Beneficial effect of the present invention is mainly reflected in: the present invention studies in detail the synthetic oleyl coenzyme A pathways metabolism of stearyl-coenzyme A principle, the cloned DNA that comprises nucleotide sequence provided by the present invention can be used for by transduction, transform, proceeds in engineering bacteria in conjunction with the method shifting, by regulating the expression of oleyl coenzyme A biosynthesis gene, give the high expression level of host's stearyl-coenzyme A desaturase, for the output that expands oleic acid or derivatives thereof provides effective way, there is major application prospect.

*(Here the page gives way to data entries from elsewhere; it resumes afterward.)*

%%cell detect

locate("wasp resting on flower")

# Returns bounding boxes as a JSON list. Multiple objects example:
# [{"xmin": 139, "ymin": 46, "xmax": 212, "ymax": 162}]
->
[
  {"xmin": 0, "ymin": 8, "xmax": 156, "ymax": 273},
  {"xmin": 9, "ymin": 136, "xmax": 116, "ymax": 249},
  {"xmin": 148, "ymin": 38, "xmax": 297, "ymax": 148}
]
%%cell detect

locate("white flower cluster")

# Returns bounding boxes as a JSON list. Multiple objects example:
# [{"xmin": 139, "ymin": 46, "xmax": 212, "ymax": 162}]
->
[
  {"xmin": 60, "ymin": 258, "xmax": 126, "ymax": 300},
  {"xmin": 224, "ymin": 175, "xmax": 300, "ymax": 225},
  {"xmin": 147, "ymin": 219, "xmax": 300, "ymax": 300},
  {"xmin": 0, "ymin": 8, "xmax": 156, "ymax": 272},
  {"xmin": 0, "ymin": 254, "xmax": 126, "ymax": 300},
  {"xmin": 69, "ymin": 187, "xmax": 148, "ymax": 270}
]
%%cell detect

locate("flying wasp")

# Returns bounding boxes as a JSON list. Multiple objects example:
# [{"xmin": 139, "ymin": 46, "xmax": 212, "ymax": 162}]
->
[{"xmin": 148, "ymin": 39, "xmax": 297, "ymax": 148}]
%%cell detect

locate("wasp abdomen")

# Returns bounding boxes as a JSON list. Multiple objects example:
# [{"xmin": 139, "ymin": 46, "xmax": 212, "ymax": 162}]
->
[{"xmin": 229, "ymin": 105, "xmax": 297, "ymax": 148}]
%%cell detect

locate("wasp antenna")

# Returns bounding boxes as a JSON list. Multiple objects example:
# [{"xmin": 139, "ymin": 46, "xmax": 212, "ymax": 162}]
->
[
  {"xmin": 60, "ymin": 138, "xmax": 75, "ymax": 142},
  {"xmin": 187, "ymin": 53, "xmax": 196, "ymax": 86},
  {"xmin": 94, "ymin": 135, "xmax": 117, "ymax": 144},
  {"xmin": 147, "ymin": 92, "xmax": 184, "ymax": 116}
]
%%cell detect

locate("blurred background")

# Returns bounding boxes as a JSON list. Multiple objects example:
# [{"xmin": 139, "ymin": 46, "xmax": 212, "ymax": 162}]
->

(4) brief description of the drawings
Fig. 1 is the denaturing formaldehyde gel electrophoresis figure that " hundred make " produces the total RNA of bacterium Cordyceps sinensis China pilose spore;
Fig. 2 is Fatty acid biosynthesis metabolism approach annotated map;
Fig. 3 is fatty acid metabolism approach annotated map;
Fig. 4 is unsaturated fatty acids metabolic pathway of synthesizing annotated map;
Fig. 5 is stearyl-coenzyme A dehydrogenase gene pcr amplification product gel electrophoresis figure;
Fig. 6 is cloning vector pMD18-T Vector and expression vector pET-28a physical map;
Fig. 7 is restructuring cloned plasmids pMD18-T/uns D physical map;
Fig. 8 is recombinant expression plasmid pET-28a/uns D building process schematic diagram;
Fig. 9 is recombinant expression plasmid pET-28a/uns D physical map;
Figure 10 is the SDS-PAGE figure of stearyl-coenzyme A apodehydrogenase.
(5) embodiment
Below in conjunction with specific embodiment, the present invention is described further, but protection scope of the present invention is not limited in this:
Embodiment 1: " hundred make " produces the cultivation of bacterium Cordyceps sinensis China pilose spore
Bacterium source: first gather natural cordyceps from Qinghai, and taken back Hangzhou and carried out separation screening, obtain L0106 bacterial strain, and be China pilose spore (Hirsutella Sinensis) through this bacterial strain of strain identification, this culture presevation is at Chinese Typical Representative culture collection center, deposit number is CCTCC No:M 2011278, in the patent CN102373190A of previously application, discloses.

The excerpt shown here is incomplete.